Emirati Accused of U.S. Teacher Murder Says 'Possessed'

An Emirati woman on trial for the murder of an American and attempting to kill another claims she is "possessed by evil spirits" and is mentally ill, local media reported Tuesday. 

Alaa Bader al-Hashemi is accused of stabbing to death teacher Ibolya Ryan, 47, in an Abu Dhabi shopping mall restroom.

She is also charged with attempting to murder an American doctor of Egyptian origin by planting a bomb outside his apartment. 

The two allegedly jihadist-inspired attacks took place within hours of each other in the UAE capital on December 1.

Hashemi asked a state security court Monday to provide her with psychological help, saying she had "unreal visions" and would see "ghost-like people" due to a chronic mental illness she claims to suffer from, local daily The National reported.

Emirati authorities have denied international media access to the trial, which began on March 23.

Hashemi was tracked down using CCTV footage of her going into and out of the restroom where the teacher's murder took place.

She was arrested at her home where her car was found with blood on the steering wheel and bomb making materials inside.

Authorities have accused her of having embraced "jihadist ideology and then engaged in terrorist acts in support of the terrorist organisations" -- al-Qaida and the Islamic State (IS) group.

She has also been charged with financing terrorist organisations in the United Arab Emirates, collecting explosive materials and creating an Internet account to promote the "ideas of a terrorist group."

But she was quoted as saying: "I act without thinking or realising.
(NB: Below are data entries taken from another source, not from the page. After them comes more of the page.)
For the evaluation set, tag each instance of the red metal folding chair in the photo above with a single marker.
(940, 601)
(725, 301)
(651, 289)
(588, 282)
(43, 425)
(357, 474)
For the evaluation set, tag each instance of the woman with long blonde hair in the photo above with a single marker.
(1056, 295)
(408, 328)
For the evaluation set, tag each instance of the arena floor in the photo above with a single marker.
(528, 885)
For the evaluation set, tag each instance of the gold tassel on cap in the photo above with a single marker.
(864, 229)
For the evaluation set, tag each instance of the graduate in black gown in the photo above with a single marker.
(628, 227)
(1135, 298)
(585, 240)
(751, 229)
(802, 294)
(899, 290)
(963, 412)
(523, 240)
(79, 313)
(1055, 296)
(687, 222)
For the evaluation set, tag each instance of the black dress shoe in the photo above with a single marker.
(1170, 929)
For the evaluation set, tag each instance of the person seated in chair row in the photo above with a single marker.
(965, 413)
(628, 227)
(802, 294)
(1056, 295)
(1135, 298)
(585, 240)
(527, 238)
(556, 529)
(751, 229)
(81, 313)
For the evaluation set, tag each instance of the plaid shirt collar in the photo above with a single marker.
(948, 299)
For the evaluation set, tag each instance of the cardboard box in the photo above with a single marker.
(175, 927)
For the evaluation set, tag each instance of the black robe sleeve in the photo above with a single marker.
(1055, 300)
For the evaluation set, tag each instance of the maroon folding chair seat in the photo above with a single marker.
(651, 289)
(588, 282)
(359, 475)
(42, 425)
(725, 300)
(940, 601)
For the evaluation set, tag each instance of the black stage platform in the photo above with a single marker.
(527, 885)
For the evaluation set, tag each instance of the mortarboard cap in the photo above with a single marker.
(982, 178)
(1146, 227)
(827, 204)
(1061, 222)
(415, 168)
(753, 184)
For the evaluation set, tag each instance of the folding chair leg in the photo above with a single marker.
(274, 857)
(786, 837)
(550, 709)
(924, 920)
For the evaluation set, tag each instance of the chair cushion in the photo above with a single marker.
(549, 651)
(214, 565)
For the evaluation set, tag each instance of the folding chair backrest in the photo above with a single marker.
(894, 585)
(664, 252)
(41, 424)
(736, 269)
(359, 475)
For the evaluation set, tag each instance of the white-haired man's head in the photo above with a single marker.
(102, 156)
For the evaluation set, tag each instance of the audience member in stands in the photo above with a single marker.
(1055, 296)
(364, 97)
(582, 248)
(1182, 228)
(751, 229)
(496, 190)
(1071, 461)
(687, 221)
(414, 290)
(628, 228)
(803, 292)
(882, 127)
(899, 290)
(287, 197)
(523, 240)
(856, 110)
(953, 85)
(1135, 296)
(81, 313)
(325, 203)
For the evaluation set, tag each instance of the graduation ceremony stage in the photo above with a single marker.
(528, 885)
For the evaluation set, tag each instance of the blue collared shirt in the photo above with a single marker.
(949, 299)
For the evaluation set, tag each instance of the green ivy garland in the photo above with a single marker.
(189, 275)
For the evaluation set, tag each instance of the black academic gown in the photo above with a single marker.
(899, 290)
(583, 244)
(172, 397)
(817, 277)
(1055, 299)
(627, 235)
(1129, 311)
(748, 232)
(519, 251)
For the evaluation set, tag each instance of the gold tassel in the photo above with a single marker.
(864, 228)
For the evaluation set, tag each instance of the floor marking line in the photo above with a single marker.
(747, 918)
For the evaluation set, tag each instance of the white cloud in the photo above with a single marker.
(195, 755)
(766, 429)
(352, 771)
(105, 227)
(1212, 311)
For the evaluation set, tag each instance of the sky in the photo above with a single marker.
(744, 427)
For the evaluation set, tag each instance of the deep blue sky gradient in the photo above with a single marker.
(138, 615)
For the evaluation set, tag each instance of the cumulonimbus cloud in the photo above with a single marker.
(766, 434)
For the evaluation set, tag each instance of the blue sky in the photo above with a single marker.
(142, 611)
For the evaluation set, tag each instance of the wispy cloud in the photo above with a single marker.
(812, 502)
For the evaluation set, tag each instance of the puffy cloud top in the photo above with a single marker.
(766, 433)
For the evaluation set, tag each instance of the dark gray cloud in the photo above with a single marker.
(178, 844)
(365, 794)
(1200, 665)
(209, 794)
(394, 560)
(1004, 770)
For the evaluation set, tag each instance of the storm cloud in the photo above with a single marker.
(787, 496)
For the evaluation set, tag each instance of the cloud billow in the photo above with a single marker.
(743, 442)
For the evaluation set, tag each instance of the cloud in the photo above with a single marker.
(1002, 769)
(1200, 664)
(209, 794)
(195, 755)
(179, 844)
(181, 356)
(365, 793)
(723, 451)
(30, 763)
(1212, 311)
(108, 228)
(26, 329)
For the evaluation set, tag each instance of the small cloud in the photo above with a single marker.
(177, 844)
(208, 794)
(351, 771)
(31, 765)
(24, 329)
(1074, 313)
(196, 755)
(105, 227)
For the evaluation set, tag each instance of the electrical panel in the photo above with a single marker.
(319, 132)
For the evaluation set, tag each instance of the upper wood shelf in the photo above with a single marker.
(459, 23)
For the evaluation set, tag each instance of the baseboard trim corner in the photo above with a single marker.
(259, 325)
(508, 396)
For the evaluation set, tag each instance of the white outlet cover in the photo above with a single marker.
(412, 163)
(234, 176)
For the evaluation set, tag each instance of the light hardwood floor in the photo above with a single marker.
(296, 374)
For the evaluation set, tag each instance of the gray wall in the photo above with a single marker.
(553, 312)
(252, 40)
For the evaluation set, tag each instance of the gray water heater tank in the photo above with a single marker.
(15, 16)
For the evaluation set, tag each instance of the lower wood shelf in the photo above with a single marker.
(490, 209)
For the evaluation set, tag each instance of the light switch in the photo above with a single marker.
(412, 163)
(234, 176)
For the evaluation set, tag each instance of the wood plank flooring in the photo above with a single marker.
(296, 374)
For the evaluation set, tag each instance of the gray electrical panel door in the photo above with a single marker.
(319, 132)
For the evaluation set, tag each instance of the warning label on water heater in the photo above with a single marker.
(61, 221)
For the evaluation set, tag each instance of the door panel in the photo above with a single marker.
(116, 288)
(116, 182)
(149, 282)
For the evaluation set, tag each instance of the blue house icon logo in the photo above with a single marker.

I have had this illness since I was as young as three or four years. I started seeing women, speaking to them and playing with them."

The daily said Hashemi has denied all charges and alleged that she was mistreated during interrogation and forced to confess.

In September, the United Arab Emirates joined the U.S.-led coalition carrying out air strikes against IS in Iraq and Syria.

Last year, it issued a list of 83 Islamist groups it classified as "terrorist organisations".

Violent crime is relatively rare in the UAE.